This is a Cursor/VS Code extension that analyzes the currently open workspace and provides a Code Health Score, high-level metrics, and the foundation for automated refactor suggestions.
What it does (MVP)
Scans the workspace recursively.
Counts files and estimates total lines of code.
Computes a Code Health Score (0–100) using simple placeholder metrics that you can later replace with full AST-based analysis.
Opens a report panel inside Cursor/VS Code with a summary of the results.
How to install and run locally
Install dependencies
In the project root:
npm install
Build the extension
npm run build
Launch in Cursor / VS Code
Open this folder in Cursor or VS Code.
Open the Run and Debug view (left sidebar).
Select “Run Extension” from the configuration dropdown.
Click the green play button (Start Debugging).
An Extension Development Host window will open.
In that window, open a workspace you want to analyze.
Run the command palette and execute:
Clean AI: Analyze Code Quality
A “Clean AI · Code Quality Report” panel will open with:
Overall score
Category scores
File count, LOC, and estimated unused code %
Packaging for distribution (optional)
Install vsce globally if you have not:
npm install -g @vscode/vsce
From the project root, you can then run:
vsce package
This will create a .vsix file you can install into Cursor/VS Code.
Current limitations
Uses simple heuristics for now (file counting and LOC).
Scoring is placeholder-only and does not yet include:
Cyclomatic complexity
Detailed unused code detection
Architecture or style-consistency checks
These will be added incrementally on top of the current structure.
Automatic publishing from GitHub
This repository is configured with a GitHub Actions workflow that can publish the extension to the VS Code Marketplace automatically.
To finish setup:
Create a VS Code Marketplace publisher (if you have not) and make sure the publisher field in package.json matches its name.

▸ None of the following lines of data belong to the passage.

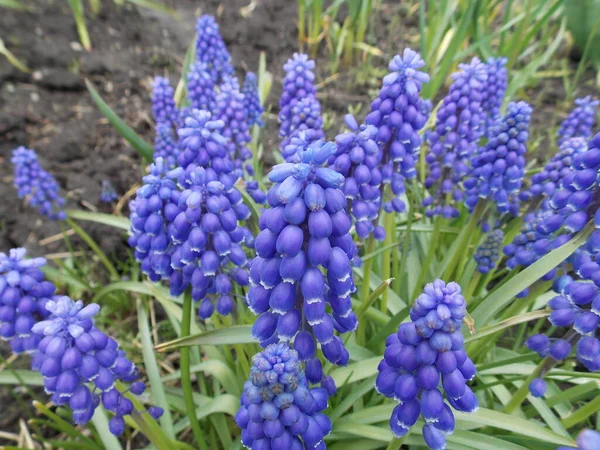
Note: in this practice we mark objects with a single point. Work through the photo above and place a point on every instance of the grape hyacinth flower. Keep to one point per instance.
(39, 189)
(164, 109)
(499, 167)
(211, 50)
(299, 107)
(397, 113)
(201, 87)
(587, 440)
(426, 359)
(493, 92)
(487, 254)
(165, 145)
(74, 356)
(453, 142)
(304, 251)
(185, 228)
(229, 109)
(23, 296)
(581, 121)
(546, 182)
(108, 194)
(252, 106)
(358, 159)
(278, 409)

Create a Personal Access Token on the Marketplace with permission to publish extensions.
In your GitHub repo settings, add a secret:
Name: VSCE_TOKEN
Value: the token from step 2.
To publish:
Bump the version in package.json (e.g. 0.0.2).
Push a git tag like v0.0.2 to GitHub:
git tag v0.0.2
git push origin v0.0.2
The “Publish VS Code extension” workflow will run and publish that version automatically.